# How to search an array for the index coresponding to the nearest value?

I have two separate data sets and each of them have a different time axis (distance between values). I want to write a function where I provide a time(float64) and it tells me the closest index value in both arrays. I cannot use the findall() tool though since my data sets are float64 type datasets.
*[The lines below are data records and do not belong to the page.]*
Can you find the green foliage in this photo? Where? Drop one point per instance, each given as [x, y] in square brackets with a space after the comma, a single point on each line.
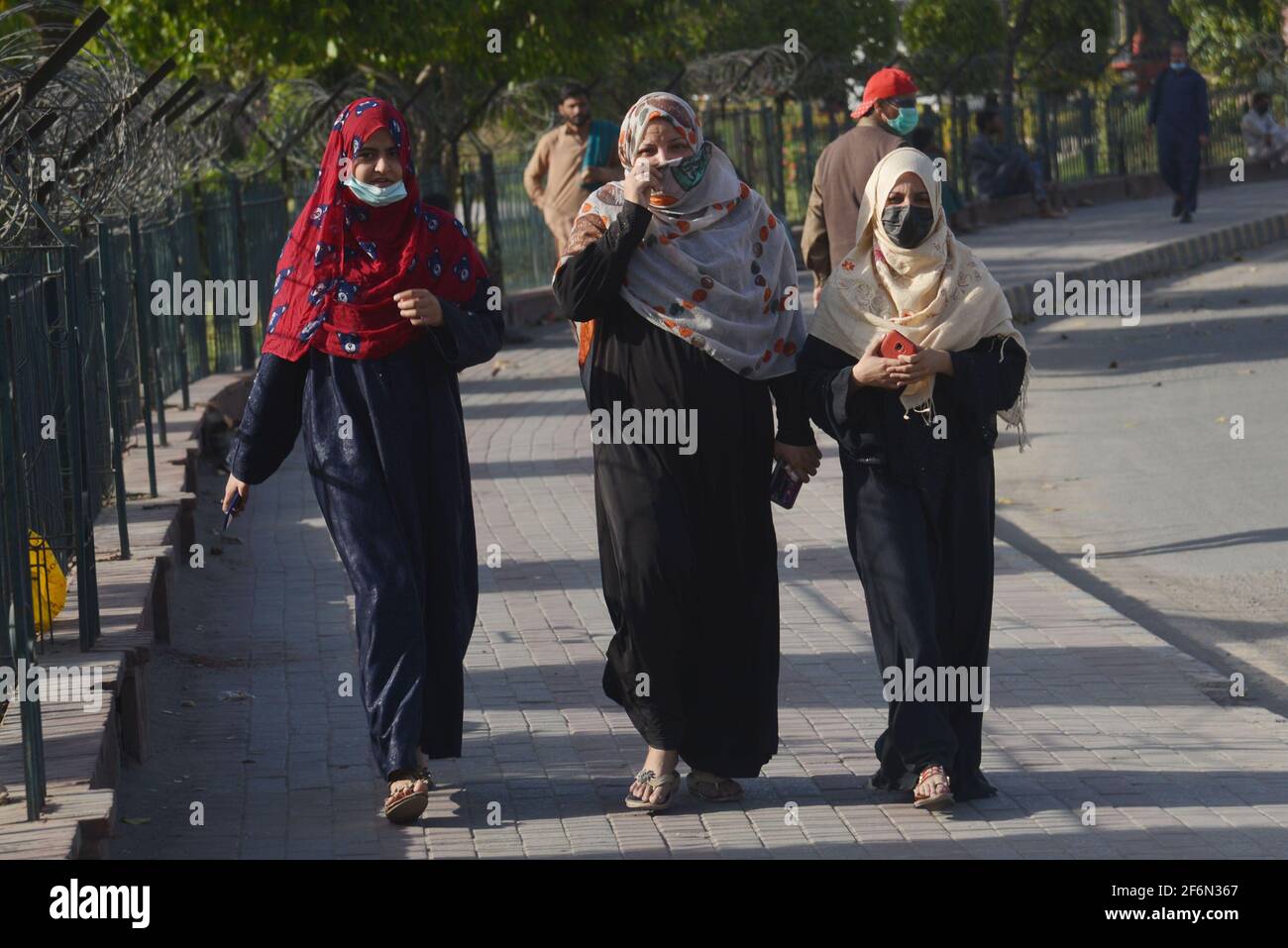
[953, 44]
[1051, 56]
[1233, 40]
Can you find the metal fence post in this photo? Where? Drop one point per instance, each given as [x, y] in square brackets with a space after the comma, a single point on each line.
[82, 514]
[114, 408]
[248, 339]
[141, 326]
[1089, 134]
[490, 217]
[20, 621]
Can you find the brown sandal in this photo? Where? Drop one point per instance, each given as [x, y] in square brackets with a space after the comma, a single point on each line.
[666, 784]
[408, 796]
[932, 790]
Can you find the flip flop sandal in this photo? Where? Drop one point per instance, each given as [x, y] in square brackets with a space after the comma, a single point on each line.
[932, 790]
[666, 784]
[406, 804]
[712, 788]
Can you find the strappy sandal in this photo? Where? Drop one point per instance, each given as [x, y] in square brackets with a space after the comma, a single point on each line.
[932, 790]
[410, 796]
[712, 788]
[666, 784]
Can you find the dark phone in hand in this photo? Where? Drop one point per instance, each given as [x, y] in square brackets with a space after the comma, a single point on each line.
[784, 487]
[228, 515]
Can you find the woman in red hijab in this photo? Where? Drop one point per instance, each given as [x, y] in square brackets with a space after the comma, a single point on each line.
[377, 303]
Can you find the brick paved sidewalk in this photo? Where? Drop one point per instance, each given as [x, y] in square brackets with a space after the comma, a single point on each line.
[1089, 710]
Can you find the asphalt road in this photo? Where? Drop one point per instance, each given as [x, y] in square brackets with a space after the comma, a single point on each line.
[1132, 453]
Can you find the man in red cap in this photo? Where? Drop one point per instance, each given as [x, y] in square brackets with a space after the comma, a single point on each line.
[888, 112]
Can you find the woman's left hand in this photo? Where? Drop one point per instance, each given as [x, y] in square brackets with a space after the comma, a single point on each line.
[419, 305]
[803, 460]
[921, 365]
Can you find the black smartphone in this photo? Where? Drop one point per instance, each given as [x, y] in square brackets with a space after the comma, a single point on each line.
[228, 515]
[784, 485]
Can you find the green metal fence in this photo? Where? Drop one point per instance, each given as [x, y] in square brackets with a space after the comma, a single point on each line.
[776, 145]
[90, 344]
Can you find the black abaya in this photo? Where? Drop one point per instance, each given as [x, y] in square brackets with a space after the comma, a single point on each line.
[385, 447]
[918, 517]
[687, 544]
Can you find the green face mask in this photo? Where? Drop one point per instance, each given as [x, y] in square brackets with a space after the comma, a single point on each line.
[903, 123]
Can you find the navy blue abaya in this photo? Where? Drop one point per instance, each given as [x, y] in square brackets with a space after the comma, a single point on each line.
[385, 447]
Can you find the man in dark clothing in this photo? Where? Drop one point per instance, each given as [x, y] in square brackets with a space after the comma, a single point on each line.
[999, 168]
[1179, 110]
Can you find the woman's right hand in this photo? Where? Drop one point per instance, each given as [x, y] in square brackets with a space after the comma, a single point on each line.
[235, 491]
[640, 181]
[872, 369]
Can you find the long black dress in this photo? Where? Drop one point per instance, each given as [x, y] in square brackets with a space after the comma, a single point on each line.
[687, 543]
[918, 517]
[395, 497]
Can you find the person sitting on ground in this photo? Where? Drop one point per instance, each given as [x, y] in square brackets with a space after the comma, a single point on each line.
[1000, 168]
[923, 141]
[1263, 138]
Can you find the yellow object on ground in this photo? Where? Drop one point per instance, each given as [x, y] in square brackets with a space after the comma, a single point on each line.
[48, 583]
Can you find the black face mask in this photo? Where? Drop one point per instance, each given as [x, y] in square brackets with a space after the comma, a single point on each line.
[907, 224]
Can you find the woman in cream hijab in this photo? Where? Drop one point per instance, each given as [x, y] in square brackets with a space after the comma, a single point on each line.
[915, 436]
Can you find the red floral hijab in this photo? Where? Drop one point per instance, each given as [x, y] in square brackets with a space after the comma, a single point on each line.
[346, 260]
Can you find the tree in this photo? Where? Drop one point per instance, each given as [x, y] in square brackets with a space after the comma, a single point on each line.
[1234, 40]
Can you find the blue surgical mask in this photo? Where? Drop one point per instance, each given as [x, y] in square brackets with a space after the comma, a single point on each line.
[370, 193]
[903, 123]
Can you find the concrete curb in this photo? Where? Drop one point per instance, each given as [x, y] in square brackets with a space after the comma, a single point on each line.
[84, 749]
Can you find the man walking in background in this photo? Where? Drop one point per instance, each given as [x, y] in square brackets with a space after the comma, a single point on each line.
[1179, 108]
[888, 112]
[570, 161]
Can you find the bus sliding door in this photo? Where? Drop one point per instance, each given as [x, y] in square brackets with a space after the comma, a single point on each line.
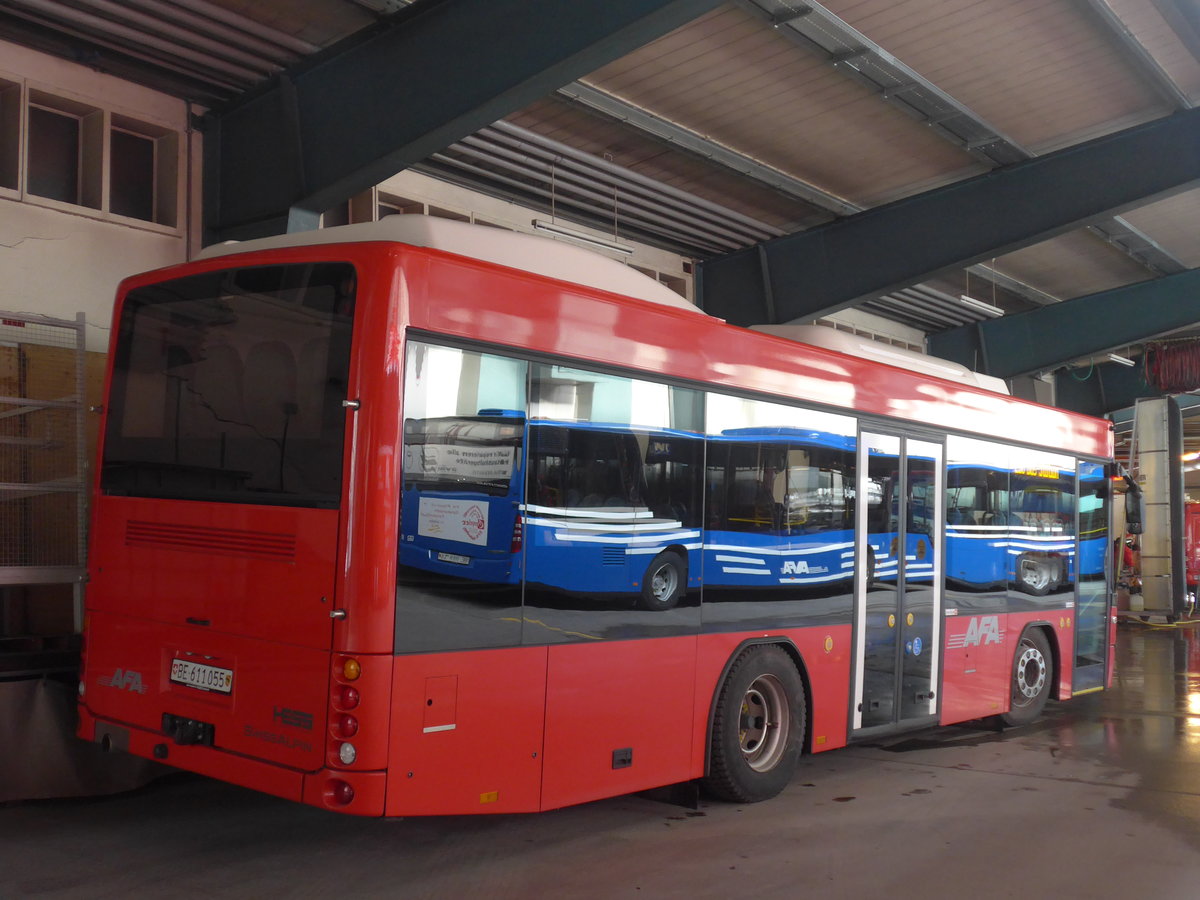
[898, 587]
[1092, 609]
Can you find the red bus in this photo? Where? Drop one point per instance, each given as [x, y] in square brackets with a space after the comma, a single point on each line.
[286, 418]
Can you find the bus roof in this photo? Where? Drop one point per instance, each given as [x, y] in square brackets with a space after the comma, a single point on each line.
[527, 252]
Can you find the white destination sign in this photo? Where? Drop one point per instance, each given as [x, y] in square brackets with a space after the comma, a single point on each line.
[463, 521]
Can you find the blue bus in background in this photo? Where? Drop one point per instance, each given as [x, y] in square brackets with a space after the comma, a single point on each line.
[461, 498]
[780, 509]
[1011, 528]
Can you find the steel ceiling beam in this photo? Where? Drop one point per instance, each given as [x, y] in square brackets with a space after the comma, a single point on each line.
[1044, 339]
[400, 91]
[826, 269]
[1103, 390]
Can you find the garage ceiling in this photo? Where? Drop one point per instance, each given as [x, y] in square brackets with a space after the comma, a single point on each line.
[762, 119]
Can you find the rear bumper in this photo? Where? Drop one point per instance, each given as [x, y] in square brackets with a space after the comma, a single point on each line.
[309, 787]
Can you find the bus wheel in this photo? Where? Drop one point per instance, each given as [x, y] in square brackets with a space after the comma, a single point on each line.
[757, 727]
[1033, 575]
[664, 581]
[1032, 675]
Is there a tool similar to findall() that I could use to help me?

This does what I think you want

``````julia> a = rand(100);

julia> b = rand(100);

julia> t = 0.5;

julia> partialsortperm(abs.(a .- t), 1)
13

julia> a
0.4932697998859428

julia> partialsortperm(abs.(b .- t), 1)
74

julia> b
0.5266419173203005
``````

`partiaslsortperm` returns the given index or range (1 in this case) of the sorted version of its arguments

``````julia> b[partialsortperm(abs.(b .- t), 1:5)]
5-element Vector{Float64}:
0.5266419173203005
0.5280409414251348
0.5296562291180309
0.5347218563730891
0.5401489751301409
``````

The NearestNeighbors package can do this:

Something like

``````julia> using NearestNeighbors

julia> time1 = collect(0:0.01:10)';

julia> time2 = time1 .+ randn(Float32, size(time1))./100;

julia> tree = KDTree(time2)
KDTree{StaticArrays.SVector{1, Float64}, Euclidean, Float64}
Number of points: 1001
Dimensions: 1
Metric: Euclidean(0.0)
Reordered: true

julia> idxs, = nn(tree, time1);
``````

Faster, and no allocations:

``````findmin(x->abs(x-t), a)
``````

For more general distances there is

``````using LinearAlgebra: norm
findmin(x->norm(x-t), a)
``````
2 Likes

Just to note: `findmin` requires Julia 1.7 or later.